Tuesday, January 09, 2007

Wherein, Once Again, I Prove I Am "Special"

I got a blocked, infected tear duct this weekend. According to Teh Internets, this usually only happens to infants or elderly people. Way to burst those boundaries once again, me!

So, I was still all swollen and a bit feverish yesterday, and had to postpone my raise-request meeting, myself. It's now going to be on Thursday. Antici... pation!

Meanwhile, I am suspicious of the sudden influx of young interns at my job. I wonder if they are thinking of replacing me with one. If so, get on with it, please. Don't deny my raise so I have to quit and then hire one.

Two more reasons I am special?

  1. I've signed up for a writing workshop! Which means I'm going to have to write! More than just this blog! Gasp!
  2. Mrs. Nator wants to have children with me. Um, like, soon, she has now made it known.
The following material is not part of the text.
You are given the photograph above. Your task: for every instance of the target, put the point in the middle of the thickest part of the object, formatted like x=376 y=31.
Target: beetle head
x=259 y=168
If this happens, I'm expecting that this means either my brain will explode, or we will take over the world.

Who, me? Dramatic?


Qenny said...

Good luck on the having children front. My Lovely Husband™ is likely to get involved in conversations with a lesbian couple (friends of friends) who want to do the same and are interviewing candidate donors.

First Nations said...

i live right down the road from a purveyor of cryogenically stored bull spoo called Diamond Inc. give them a dingle...maybe they have a black market sideline; who knows? They way I look at it chances are good cuz you gotta figure they play with that Acu-Jac thing at parties.(real device, real name. guess what it does? guess where they put it?)
2. writing workshop: CONGRATULATIONS! hey, you DO hve balls. um, maybe, um...
3. i get the tear duck thing alla time. now i can blow bubbles out my eyesockets, the ducts are so hogged out.

Da Nator said...

FN: Ew. Just... ew.

But do your tear ducts look like they're filed with bull spoo?

BigAssBelle said...

boo on the eye thing. yea on the writing thing. double yea on the baby. go, girl!